One part goes to the yarn market called ‘Suttar Mandi’ Faisalabad which is almost wholly unorganised. The yarn going to the unorganised yarn market is around 60 percent of total production.
The second part goes to the organised weaving and finishing sector. The third use is the export of yarn. Export of yarn is effectively a ‘less remunerative’ business as margins due to low value-addition.
Furthermore, Pakistan, on account of low quality of raw cotton is not able to produce high quality yarn. Yarn production is subject to sales tax at the rate of 15 percent that cannot be avoided by the mills. The mess is created by the undesired urge of the businessmen to claim such sales tax back from the government either by way of input tax or refund.
This is the biggest issue in Pakistan’s indirect tax system. The term is known as ‘flying invoices’, which has been explained in the following paragraph.
Since yarn is an organised sector therefore it is subject to sales tax. When it goes to Suttar Mandi, it is out of system. In this situation, there is no possibility of refund of sales tax paid on yarn or claim as input tax.
Our businessmen based in Suttar Mandi do not want to come under the system and at the same time they want the refund of the sales tax paid on the yarn at the spinning stage. This leads to give birth to ‘Flying Invoices’ system.
This means that yarn sold in the yarn market is shown as being used in export sales or organised weaving and finishing. The swap is quite common. Under that swap sale is made to ‘A’ whereas the actual buyer is ‘B’. The latter is the person who can use that invoice for input tax or refund.
Unorganised textile markets
The entire chain of textile business from Suttar Mandi to sale of finished goods is effectively out of the taxation and documented system. There is no record of sales by the yarn dealers and the wholesale and retail trade of textile be it in Lahore, Faisalabad or Karachi.
Whenever there is a crackdown against wholesalers and retailers the main finances for the agitation are arranged by these people. There is a ‘mafia’ type attitude in the system.

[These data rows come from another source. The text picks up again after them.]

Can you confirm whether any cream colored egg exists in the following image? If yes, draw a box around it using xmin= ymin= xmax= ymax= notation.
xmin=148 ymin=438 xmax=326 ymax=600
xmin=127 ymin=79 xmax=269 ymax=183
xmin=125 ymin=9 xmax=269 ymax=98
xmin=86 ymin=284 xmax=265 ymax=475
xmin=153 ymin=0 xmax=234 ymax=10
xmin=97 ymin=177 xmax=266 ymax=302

The enormity of the problem can be gauged from the fact that there is a huge market for ‘ladies summer wear’ in the country. Except for a few, a large part of input of that industry comes from the unorganised market. It is generally an investment joint venture between a textile processing person, an advertiser and a designer. The profits generally remain out of books.
Estimation of total local textile business in Pakistan
There cannot be exact calculation for the total local unorganised and organised textile business in Pakistan; however an ad-hoc and conservative estimation has been made as under:
Segment of Total Average expenditure Total expenditure
populatioAnnual on textiles.Clothings
and all other usages.
120,000,000 Rs 2000 per year 240,000,000,000
100,000,000 Rs 15,000 per year 1,500,000,000,000
10,000,000 Rs 100,000 per year 1,000,000,000,000
10,000,000 Rs 250,000 year 2,500,000,000,000
240,000,000 21,000 5,240,000,000,000
Rs 5240 billion
There is a sales tax at the rate of 15 percent; therefore, local textile should contribute around 750 billion. The income tax on the same should be around Rs 500 billion if profit is taken at 33 percent and tax at the rate of 30 percent. Actual collection is substantially lower.